Using MassMine

Introduction

MassMine’s behavior is controlled via options set either directly on the command line, or by using a configuration file (or a combination of both). For most options, MassMine accepts short and long versions. For example, the following long format command

massmine --count=50

is equivalent to the following short format version

massmine -c 50

Users are free to use whichever form is preferred, but for the sake of clarity long format options will be used for this documentation.

Getting Help

MassMine ships with built-in help to familiarize users with features. See what options are available to you with

massmine --help

This will produce some helpful clues on how to get started. Depending on your version, you should see output similar to the following:

Usage: massmine ... [options...]

 -h, --help               Help information
 -v, --version            Version information
 -p, --project=ARG        Create project
 -a, --auth=ARG           Credentials file
 -o, --output=ARG         Write to file
 -t, --task=ARG           Task name
 -q, --query=ARG          Query string
 -c, --count=ARG          Number of records
 -d, --dur=ARG            Max runtime
 -g, --geo=ARG            Location
 -l, --lang=ARG           Language
 -u, --user=ARG           Screen name
     --date=ARG           Date (or date range)
     --config=ARG         Config file
     --no-splash          Inhibit splash screen
     --test=ARG           Development tests

Retrieve and store data from web sources

See 'massmine -h <option>' to read about a specific topic
    'massmine -h task' will, for example, display help about the 'task' option
or  'massmine -h task-options' for options supported by each task 
or  'massmine -h examples' for detailed examples

Full documentation can be found at http://www.massmine.org
Report bugs to nemo1211 at gmail.

The help printout indicates what options are available, and which can be used with the short or long format syntax.

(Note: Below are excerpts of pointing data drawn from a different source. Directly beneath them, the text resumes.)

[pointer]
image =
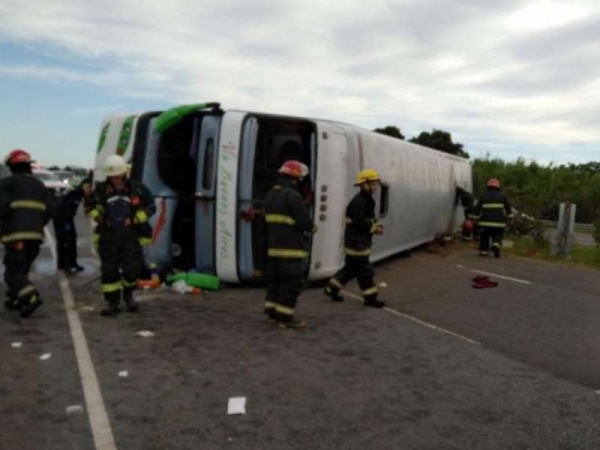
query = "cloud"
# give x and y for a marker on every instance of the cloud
(471, 67)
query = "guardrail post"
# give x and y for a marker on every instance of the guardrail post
(562, 241)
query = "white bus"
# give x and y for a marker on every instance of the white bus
(210, 170)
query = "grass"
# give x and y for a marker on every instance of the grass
(583, 255)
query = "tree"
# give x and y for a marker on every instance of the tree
(440, 140)
(390, 130)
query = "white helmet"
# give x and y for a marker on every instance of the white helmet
(114, 166)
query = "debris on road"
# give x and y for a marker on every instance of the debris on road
(183, 288)
(236, 405)
(482, 282)
(74, 409)
(144, 333)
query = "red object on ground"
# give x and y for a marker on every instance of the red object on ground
(482, 282)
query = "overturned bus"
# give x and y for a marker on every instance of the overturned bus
(210, 170)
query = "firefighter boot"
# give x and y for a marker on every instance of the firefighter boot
(11, 303)
(130, 303)
(270, 311)
(292, 323)
(29, 305)
(496, 249)
(112, 310)
(333, 293)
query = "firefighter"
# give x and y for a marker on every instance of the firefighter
(288, 224)
(64, 227)
(358, 235)
(492, 210)
(121, 208)
(25, 208)
(467, 201)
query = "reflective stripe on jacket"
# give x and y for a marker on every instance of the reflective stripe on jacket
(360, 225)
(25, 208)
(134, 202)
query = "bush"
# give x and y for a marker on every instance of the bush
(596, 232)
(525, 225)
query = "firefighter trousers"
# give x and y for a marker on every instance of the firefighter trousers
(122, 262)
(18, 258)
(493, 234)
(358, 267)
(284, 285)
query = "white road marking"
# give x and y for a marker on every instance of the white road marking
(516, 280)
(419, 321)
(101, 429)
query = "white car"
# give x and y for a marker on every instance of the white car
(52, 182)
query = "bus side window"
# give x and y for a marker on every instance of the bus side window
(384, 201)
(208, 169)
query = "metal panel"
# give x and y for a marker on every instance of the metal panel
(205, 195)
(227, 177)
(245, 259)
(331, 186)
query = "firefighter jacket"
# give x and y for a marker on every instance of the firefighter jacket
(360, 225)
(111, 208)
(287, 221)
(492, 209)
(26, 206)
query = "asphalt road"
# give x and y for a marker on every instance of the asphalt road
(444, 366)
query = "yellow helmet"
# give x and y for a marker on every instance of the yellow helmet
(366, 175)
(114, 166)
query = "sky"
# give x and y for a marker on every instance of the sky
(509, 79)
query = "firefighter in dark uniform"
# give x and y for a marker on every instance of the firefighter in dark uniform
(467, 201)
(64, 227)
(358, 236)
(25, 208)
(288, 224)
(121, 207)
(492, 210)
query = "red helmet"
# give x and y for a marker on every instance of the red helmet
(468, 226)
(17, 156)
(493, 182)
(294, 169)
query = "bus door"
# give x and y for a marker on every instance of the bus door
(205, 196)
(267, 142)
(145, 168)
(245, 206)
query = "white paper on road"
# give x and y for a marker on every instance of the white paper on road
(236, 405)
(145, 333)
(74, 409)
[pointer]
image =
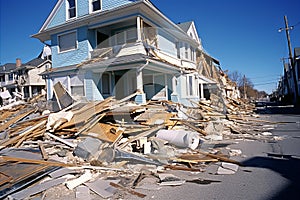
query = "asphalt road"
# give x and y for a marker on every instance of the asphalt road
(265, 174)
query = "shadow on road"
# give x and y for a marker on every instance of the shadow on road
(288, 168)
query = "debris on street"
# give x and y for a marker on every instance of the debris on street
(112, 147)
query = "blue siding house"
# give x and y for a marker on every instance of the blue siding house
(103, 48)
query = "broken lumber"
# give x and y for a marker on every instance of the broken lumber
(32, 161)
(127, 190)
(221, 158)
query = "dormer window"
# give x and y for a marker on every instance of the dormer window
(71, 9)
(95, 5)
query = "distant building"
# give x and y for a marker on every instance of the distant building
(24, 80)
(290, 81)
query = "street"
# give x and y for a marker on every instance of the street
(270, 168)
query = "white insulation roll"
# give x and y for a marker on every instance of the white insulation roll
(180, 138)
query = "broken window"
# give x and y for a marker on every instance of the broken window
(11, 77)
(189, 86)
(131, 35)
(71, 9)
(105, 84)
(126, 36)
(186, 50)
(77, 85)
(193, 58)
(96, 5)
(67, 42)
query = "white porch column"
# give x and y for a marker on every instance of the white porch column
(22, 92)
(141, 96)
(174, 95)
(139, 80)
(69, 84)
(201, 92)
(139, 28)
(30, 91)
(174, 85)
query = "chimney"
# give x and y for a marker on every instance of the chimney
(18, 62)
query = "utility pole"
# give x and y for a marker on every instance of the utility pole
(245, 92)
(287, 32)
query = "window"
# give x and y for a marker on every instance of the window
(121, 38)
(67, 42)
(190, 89)
(71, 9)
(186, 51)
(105, 84)
(77, 84)
(77, 90)
(95, 5)
(131, 35)
(193, 51)
(126, 36)
(11, 77)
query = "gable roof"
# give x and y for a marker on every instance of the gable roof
(7, 67)
(185, 26)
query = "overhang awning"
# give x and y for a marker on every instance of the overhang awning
(205, 79)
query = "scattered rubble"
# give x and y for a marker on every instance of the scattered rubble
(112, 148)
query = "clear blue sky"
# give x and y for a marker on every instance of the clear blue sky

The help option also accepts keywords matching the available options. For example, to learn more about the —count option you can run

massmine --help count

The above help command produces

Request a number of records for tasks that accept limits

Example(s): 'massmine --count=100'
            'massmine -c 100'

In addition to per-option help, example commands for collecting data are provided with

massmine --help examples

Using and Configuring MassMine

Fetching data using MassMine involves composing a series of options that describe your data collection request. To compose such a request, you must:

  1. Choose an appropriate task
  2. Include any necessary options to specify the details of your data request.

Choosing a Task

Data access methods in MassMine are referred to as “tasks”. Each task corresponds to a different data source. To see a list of all available tasks, use the help functionality:

massmine --help task

A listing of available tasks is printed to the terminal, each with a brief description. Next, it is important to learn what MassMine options are available for each task. To inspect these options, use

massmine --help task-options

Some tasks require zero options, such as the “twitter-locations” task. To run such tasks, the command is simply

massmine --task=twitter-locations

Most tasks, however, accept additional optional and/or required information as described in the help printout.

Composing Data Requests

Once you know which task you would like, you are ready to compose a data collection request. Let’s assume you would like to search for tweets on Twitter that contain the keyword “love”. Using massmine --help task we learn that the appropriate task to use is called “twitter-search”. Next, we use massmine --help task-options to determine which options the twitter-search task accepts. We find:

twitter-search -- query* count geo lang

It seems that we must include the --query option. We can also optionally specify --count --geo and --lang. Let’s assume that we would like to collect 200 tweets matching the query “love”. We can now compose our custom data request:

massmine --task=twitter-search --count=200 --query=love

Note that the order of the options does not matter. The above command could be rewritten as

massmine --query=love --count=200 --task=twitter-search

If you run one of the above commands, the resulting data (in JSON format) will be printed to your terminal. This is probably not what you want. MassMine provides two methods for saving your data.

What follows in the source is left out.